Keep trying until they give you a better reason than that. And maybe continue even then. <3


~Kev.


----------



## carey (Jul 22, 2014)

I have a YA sf book that I need to edit/improve before submission, I have switched to working on that for the time being. I've still got to hear back from six agents, some of those have been over three months though, so it might be they won't respond.
finding adult SF accepting agents in the UK is already hard enough, I won't be long before I've run out of submission candidates who say SF, I've already submitted to two who just said general fiction.


----------



## Pidgeon84 (Jul 22, 2014)

Unless he means over saturated I just can't see that being true. Keep plugging away.


----------



## carey (Jul 22, 2014)

specifically he said uk editors/publishers aren't buying it


----------



## movieman (Jul 22, 2014)

My top selling self-published short story is comic science fiction. So what do publishers know about what readers want?

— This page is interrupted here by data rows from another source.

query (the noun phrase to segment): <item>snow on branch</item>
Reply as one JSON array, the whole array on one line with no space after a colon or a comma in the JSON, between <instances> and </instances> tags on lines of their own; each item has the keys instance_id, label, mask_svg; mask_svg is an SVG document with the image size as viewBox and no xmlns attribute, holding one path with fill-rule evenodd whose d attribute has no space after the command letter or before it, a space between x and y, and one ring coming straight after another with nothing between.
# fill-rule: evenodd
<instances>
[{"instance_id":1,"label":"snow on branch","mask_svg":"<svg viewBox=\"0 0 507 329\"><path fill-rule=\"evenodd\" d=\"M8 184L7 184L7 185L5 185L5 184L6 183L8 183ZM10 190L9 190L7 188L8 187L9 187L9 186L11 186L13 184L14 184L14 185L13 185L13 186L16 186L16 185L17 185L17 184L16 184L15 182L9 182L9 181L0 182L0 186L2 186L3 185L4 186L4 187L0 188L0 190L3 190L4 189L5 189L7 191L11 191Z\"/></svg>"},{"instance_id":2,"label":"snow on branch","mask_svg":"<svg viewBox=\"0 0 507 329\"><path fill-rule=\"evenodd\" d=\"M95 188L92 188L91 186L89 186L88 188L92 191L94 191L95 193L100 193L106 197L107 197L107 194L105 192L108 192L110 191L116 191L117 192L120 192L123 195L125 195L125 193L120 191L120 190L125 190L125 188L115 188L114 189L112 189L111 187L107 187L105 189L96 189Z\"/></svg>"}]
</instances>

Even I thought it would only sell a couple of dozen copies, and was amazed when I logged onto Amazon and found it had sold over five hundred in a couple of weeks.

So, don't just stuff it in a drawer. If all the publishers reject it, damn the rejections and self-publish. Readers may like it, even if publishers don't.


----------



## Pidgeon84 (Jul 22, 2014)

carey said:


> specifically he said uk editors/publishers aren't buying it



My best guess would be the market is over saturated with it.


----------



## Greimour (Jul 22, 2014)

movieman said:


> So, don't just stuff it in a drawer. If all the publishers reject it, damn the rejections and self-publish. Readers may like it, even if publishers don't.

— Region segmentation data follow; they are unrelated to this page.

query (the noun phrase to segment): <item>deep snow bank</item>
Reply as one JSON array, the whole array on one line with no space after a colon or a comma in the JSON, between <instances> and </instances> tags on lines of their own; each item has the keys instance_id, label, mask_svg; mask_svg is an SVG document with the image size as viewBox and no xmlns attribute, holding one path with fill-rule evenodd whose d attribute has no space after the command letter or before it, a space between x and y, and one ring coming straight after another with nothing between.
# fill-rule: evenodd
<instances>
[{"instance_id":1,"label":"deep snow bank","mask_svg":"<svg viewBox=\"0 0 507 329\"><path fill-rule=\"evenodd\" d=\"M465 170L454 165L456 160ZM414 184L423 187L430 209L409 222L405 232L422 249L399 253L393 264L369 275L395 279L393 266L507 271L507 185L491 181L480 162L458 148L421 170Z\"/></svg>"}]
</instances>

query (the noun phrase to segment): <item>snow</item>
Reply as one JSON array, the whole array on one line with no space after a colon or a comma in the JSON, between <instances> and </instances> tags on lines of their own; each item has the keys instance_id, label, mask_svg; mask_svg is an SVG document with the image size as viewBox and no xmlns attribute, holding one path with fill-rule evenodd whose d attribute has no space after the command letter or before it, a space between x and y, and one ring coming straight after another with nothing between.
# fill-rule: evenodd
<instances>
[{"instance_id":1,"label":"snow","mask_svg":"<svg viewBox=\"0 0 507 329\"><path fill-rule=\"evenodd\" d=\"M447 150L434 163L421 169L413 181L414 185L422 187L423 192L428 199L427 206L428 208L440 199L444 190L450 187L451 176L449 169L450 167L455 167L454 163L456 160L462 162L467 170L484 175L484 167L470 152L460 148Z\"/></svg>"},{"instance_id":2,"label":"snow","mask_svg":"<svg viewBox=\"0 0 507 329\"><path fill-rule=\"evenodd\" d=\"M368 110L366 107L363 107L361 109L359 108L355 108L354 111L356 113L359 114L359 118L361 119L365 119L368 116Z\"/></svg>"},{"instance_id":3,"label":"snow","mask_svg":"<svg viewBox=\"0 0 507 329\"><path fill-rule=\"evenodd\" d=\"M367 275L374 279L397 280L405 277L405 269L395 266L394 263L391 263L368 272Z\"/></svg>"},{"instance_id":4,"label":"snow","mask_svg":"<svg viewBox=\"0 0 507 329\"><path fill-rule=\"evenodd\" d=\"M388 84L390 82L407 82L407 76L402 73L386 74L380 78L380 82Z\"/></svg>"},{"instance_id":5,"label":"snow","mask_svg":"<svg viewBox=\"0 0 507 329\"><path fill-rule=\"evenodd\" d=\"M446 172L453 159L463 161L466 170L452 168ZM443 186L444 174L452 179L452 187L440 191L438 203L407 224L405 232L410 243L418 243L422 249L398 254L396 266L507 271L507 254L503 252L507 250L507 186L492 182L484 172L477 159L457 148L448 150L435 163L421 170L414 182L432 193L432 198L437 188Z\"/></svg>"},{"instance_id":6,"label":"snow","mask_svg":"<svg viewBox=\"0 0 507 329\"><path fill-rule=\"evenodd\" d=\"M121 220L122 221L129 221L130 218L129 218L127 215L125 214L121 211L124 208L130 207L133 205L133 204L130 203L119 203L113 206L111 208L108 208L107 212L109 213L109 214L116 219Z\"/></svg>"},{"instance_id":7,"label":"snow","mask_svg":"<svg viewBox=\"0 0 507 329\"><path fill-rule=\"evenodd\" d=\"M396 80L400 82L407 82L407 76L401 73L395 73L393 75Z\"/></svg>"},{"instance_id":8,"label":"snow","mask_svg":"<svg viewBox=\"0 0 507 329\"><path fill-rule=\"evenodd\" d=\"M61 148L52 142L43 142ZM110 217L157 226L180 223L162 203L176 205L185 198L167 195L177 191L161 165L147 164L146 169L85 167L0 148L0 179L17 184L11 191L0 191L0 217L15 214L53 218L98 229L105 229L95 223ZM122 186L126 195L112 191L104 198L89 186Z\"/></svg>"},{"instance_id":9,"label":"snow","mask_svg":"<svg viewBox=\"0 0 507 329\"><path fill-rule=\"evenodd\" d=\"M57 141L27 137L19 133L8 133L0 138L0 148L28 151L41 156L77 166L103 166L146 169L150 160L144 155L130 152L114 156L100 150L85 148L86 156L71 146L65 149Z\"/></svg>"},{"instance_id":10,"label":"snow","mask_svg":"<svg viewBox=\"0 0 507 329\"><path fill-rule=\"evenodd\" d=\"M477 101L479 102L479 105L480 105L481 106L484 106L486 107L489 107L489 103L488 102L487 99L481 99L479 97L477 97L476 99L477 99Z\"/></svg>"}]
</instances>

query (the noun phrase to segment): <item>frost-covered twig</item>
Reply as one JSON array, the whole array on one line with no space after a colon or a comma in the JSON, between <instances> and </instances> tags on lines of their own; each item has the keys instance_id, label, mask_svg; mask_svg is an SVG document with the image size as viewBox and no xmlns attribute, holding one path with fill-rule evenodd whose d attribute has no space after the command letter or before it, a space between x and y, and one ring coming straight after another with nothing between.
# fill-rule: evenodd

Worked for Beatrix Potter ... even if that wasn't sci-fi comic.

:: Following comment largely aimed at UK ::

Over time I have been led to believe that some of the big publishing houses are seriously underestimating Sci-Fi. More than that they are underestimating comics - or more accurately manga's. Comics and manga's are extremely similar... practically the same thing. The popularity of manga material (sci fi included) is huge. People need only read comments on the manga's in question, such as Accel World, to know that I am speaking from knowledge gained rather than guess work.

Keep going at it; if the material is good, someone will bite in the end. And if they don't, perhaps a different piece in the meantime and use that money and created fanbase to self publish. Maybe you will be the one to free Sci-Fi and comics from misconceptions.


~Kev.


----------



## carey (Jul 22, 2014)

I really don't want to self publish though. Even if I liked amazon, which I don't, I work full time. I can't be taking time out to promote my own book, not to the extent you need to get noticed significantly, and there is the ISBN problem, I could write lots of boks in this series, but self publish book one and that hope is dead.


----------



## Threak 17 (Sep 5, 2014)

Everyone needs a good laugh, even us sci-fi readers.  I say keep plugging away until you find the right fit.  Books that can make the soul smile are always in short supply.


----------